In this study, ‘ABA’-type triblock copolymers of vitamin E-functionalized polycarbonate and poly(ethylene glycol), i.e., VitEm-PEG-VitEm, with extremely short hydrophobic block VitEm, are synthesized and employed to form physically cross-linked injectable hydrogels for local and sustained delivery of Herceptin. The hydrogels are formed at low concentrations (4–8 wt%). By varying polymer composition and concentration, the rheological behavior, porosity, and drug release properties of hydrogels are readily tunable. The in vitro antitumor specificity and efficacy of Herceptin in hydrogel and solution are investigated by MTT assay against normal and human breast cancer cell lines with different HER2 expression levels. The results demonstrate that the Herceptin-loaded hydrogel is specific towards HER2-overexpressing cancer cells and cytotoxic action is comparable to that of the Herceptin solution. The biocompatibility and biodegradability of hydrogel are evaluated in mice with subcutaneous injection by histological examination. It is observed that the hydrogel does not evoke a chronic inflammatory response and degrades within 6 weeks post administration. Biodistribution and anti-tumor efficacy studies performed in BT474 tumor-bearing mice show that single subcutaneous injection of Herceptin-loaded hydrogel at a site close to the tumor enhances the retention of the antibody within the tumor. This leads to superior anti-tumor efficacy as compared to intravenous (i.v.) and subcutaneous (s.c.) delivery of Herceptin in solution. The tumor size shrank by 77% at Day 28. When the hydrogel is injected at a distal location away from the tumor site, anti-tumor efficacy is similar to that of weekly i.v. injections of Herceptin solution over 4 weeks, with the number of injections reduced from 4 to 1. These findings suggest that this hydrogel has great potential for use in subcutaneous and sustained delivery of antibodies to increase therapeutic efficacy and/or improve patient compliance.

Dr Yi Yan Yang, Group Leader, Institute of Bioengineering and Nanotechnology:

1. What are the practical uses of this innovation?

This technology can be used to deliver a range of therapeutics, including small molecular (anticancer drugs or antibiotics) and macromolecular (mAbs) drugs, in a sustained release manner. The hydrogel formulation can be administered via injection or topically.

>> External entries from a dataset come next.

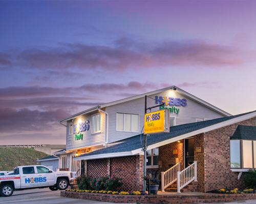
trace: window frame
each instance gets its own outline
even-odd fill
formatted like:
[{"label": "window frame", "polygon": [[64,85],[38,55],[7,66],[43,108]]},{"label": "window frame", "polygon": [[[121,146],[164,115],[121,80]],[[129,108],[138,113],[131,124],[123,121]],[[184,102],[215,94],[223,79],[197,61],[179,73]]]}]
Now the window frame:
[{"label": "window frame", "polygon": [[[173,116],[173,115],[172,115],[170,114],[170,115],[169,116],[169,120],[170,119],[170,118],[174,119],[174,126],[170,126],[170,127],[176,126],[176,116]],[[170,122],[169,121],[169,124],[170,124]]]},{"label": "window frame", "polygon": [[[97,116],[97,115],[100,115],[100,130],[98,130],[97,131],[95,131],[95,132],[93,132],[93,117],[95,116]],[[101,132],[101,119],[102,119],[102,116],[101,116],[101,112],[98,112],[97,114],[94,114],[94,115],[92,115],[91,116],[91,121],[92,121],[92,123],[91,123],[91,132],[92,134],[96,134],[96,133],[100,133]],[[98,128],[99,127],[99,124],[98,124],[98,121],[99,121],[99,117],[98,116]],[[95,123],[94,122],[94,128],[95,127]]]},{"label": "window frame", "polygon": [[[70,126],[71,126],[71,128],[70,128]],[[72,135],[73,134],[73,128],[74,128],[74,125],[73,122],[69,123],[69,134]]]},{"label": "window frame", "polygon": [[[158,148],[158,155],[153,155],[153,150],[154,149],[156,149],[156,148]],[[148,156],[150,156],[151,157],[151,165],[150,166],[146,166],[146,169],[152,169],[152,168],[159,168],[159,165],[154,165],[154,156],[158,156],[158,163],[159,162],[159,148],[158,147],[157,147],[156,148],[153,148],[153,149],[150,149],[150,150],[151,150],[151,155],[148,155],[148,156],[146,156],[146,157],[147,157]]]},{"label": "window frame", "polygon": [[[67,155],[65,155],[65,156],[62,156],[61,157],[61,160],[60,160],[61,162],[61,169],[67,169],[67,165],[68,165],[68,156],[67,156]],[[64,167],[63,166],[63,160],[65,158],[66,158],[66,161],[65,161],[66,162],[65,163],[65,164],[66,166]]]},{"label": "window frame", "polygon": [[[236,140],[236,141],[239,141],[239,145],[240,147],[240,168],[231,168],[230,166],[230,170],[242,170],[242,169],[251,169],[252,168],[256,168],[256,164],[254,163],[254,151],[256,151],[256,148],[255,149],[254,149],[253,148],[253,141],[255,141],[256,140],[244,140],[244,139],[240,139],[240,140],[230,140],[229,142],[229,144],[230,146],[229,147],[229,152],[230,152],[230,165],[231,166],[231,144],[230,144],[230,141],[231,140]],[[243,151],[243,141],[251,141],[251,146],[252,146],[252,168],[245,168],[244,167],[244,151]]]},{"label": "window frame", "polygon": [[[122,114],[123,115],[123,129],[122,130],[118,130],[117,129],[117,114]],[[125,127],[125,120],[124,120],[124,115],[131,115],[131,131],[130,130],[124,130]],[[133,117],[132,116],[138,116],[138,131],[133,131]],[[120,132],[139,132],[140,130],[140,115],[139,114],[127,114],[125,112],[117,112],[116,114],[116,130]]]},{"label": "window frame", "polygon": [[[75,154],[71,154],[70,155],[70,161],[71,161],[71,166],[70,166],[70,171],[72,172],[76,172],[77,171],[77,161],[75,161],[74,160],[74,157],[75,157],[76,156],[76,155]],[[76,169],[76,171],[73,171],[74,169],[73,169],[73,162],[75,162],[75,169]]]}]

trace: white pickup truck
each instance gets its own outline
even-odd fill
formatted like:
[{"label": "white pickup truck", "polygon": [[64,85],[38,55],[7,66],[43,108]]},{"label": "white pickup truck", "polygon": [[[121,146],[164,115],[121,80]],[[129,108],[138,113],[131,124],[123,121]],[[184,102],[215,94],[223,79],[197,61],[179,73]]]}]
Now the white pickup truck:
[{"label": "white pickup truck", "polygon": [[74,179],[70,171],[53,171],[42,165],[15,167],[13,175],[0,176],[0,193],[12,195],[14,190],[49,187],[52,191],[65,190]]}]

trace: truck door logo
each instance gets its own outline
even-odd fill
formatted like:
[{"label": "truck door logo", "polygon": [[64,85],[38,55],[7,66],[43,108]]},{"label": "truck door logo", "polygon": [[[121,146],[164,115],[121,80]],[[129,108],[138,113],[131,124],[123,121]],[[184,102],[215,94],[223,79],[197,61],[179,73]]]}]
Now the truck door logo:
[{"label": "truck door logo", "polygon": [[25,184],[33,184],[34,183],[46,182],[46,177],[37,177],[35,178],[25,178]]}]

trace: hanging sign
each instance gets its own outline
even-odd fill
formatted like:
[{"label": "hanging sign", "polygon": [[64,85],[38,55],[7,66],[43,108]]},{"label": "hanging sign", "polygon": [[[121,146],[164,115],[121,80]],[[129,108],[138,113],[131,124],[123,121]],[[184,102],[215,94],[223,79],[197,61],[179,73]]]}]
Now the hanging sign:
[{"label": "hanging sign", "polygon": [[178,149],[173,150],[173,154],[178,154]]},{"label": "hanging sign", "polygon": [[169,132],[169,110],[167,109],[145,114],[144,133]]}]

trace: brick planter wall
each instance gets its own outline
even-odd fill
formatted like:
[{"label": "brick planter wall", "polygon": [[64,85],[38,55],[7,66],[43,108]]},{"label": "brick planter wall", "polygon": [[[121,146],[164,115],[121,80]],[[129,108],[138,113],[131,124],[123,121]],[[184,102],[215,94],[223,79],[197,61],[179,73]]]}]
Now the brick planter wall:
[{"label": "brick planter wall", "polygon": [[233,200],[256,199],[256,194],[198,194],[197,195],[110,195],[99,193],[78,193],[61,191],[60,195],[72,198],[84,199],[116,203],[205,203],[231,202]]}]

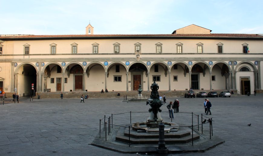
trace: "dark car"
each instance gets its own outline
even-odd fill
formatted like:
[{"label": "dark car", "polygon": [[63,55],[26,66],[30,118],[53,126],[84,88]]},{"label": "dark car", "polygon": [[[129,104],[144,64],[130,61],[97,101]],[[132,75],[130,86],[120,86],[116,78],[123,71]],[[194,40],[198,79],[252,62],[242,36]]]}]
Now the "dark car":
[{"label": "dark car", "polygon": [[222,91],[218,95],[219,97],[230,97],[231,96],[231,93],[229,91]]},{"label": "dark car", "polygon": [[190,97],[193,97],[194,98],[195,97],[195,95],[194,94],[194,92],[193,91],[188,91],[184,94],[184,97],[187,97],[187,98]]},{"label": "dark car", "polygon": [[204,91],[201,91],[196,94],[197,97],[208,97],[207,96],[207,93]]},{"label": "dark car", "polygon": [[217,94],[217,93],[215,91],[210,91],[207,94],[207,96],[208,97],[218,97],[218,94]]}]

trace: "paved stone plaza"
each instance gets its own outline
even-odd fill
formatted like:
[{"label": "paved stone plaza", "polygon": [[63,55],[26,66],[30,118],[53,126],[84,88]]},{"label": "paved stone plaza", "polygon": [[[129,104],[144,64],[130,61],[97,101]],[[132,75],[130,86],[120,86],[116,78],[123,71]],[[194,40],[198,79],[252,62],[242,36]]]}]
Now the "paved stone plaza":
[{"label": "paved stone plaza", "polygon": [[[205,98],[176,98],[180,102],[180,112],[204,113]],[[21,98],[19,103],[5,101],[4,105],[0,101],[0,155],[146,155],[120,153],[89,145],[98,134],[99,119],[105,115],[108,117],[112,113],[147,112],[149,106],[146,103],[122,102],[120,97],[84,99],[80,103],[80,99],[30,101]],[[175,99],[167,99],[167,103]],[[263,155],[263,94],[209,99],[212,115],[208,116],[214,121],[213,135],[225,142],[204,153],[168,155]],[[164,106],[161,108],[167,111]],[[190,125],[189,114],[175,113],[175,122]],[[148,113],[133,113],[132,122],[145,121],[148,116]],[[170,120],[168,113],[162,112],[162,116]],[[129,113],[114,116],[113,120],[115,124],[129,123]],[[208,128],[209,125],[204,126]]]}]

Sustained release of therapeutics is expected to provide better efficacy and improve patient compliance.

2. When can we expect this innovation to be available commercially?

We are looking for partners that can help advance the technology for final clinical application.

3. How does this innovation compare to others?

This hydrogel has unique rheological or flow property that allows it to be transformed from a gel to a liquid via shear stress, i.e. enabling injection via a syringe, it causes minimal immune response, allows sustained delivery and degrades after use. It is made of polymer at lower concentrations than other hydrogel technologies due to the presence of hydrophobic vitamin E.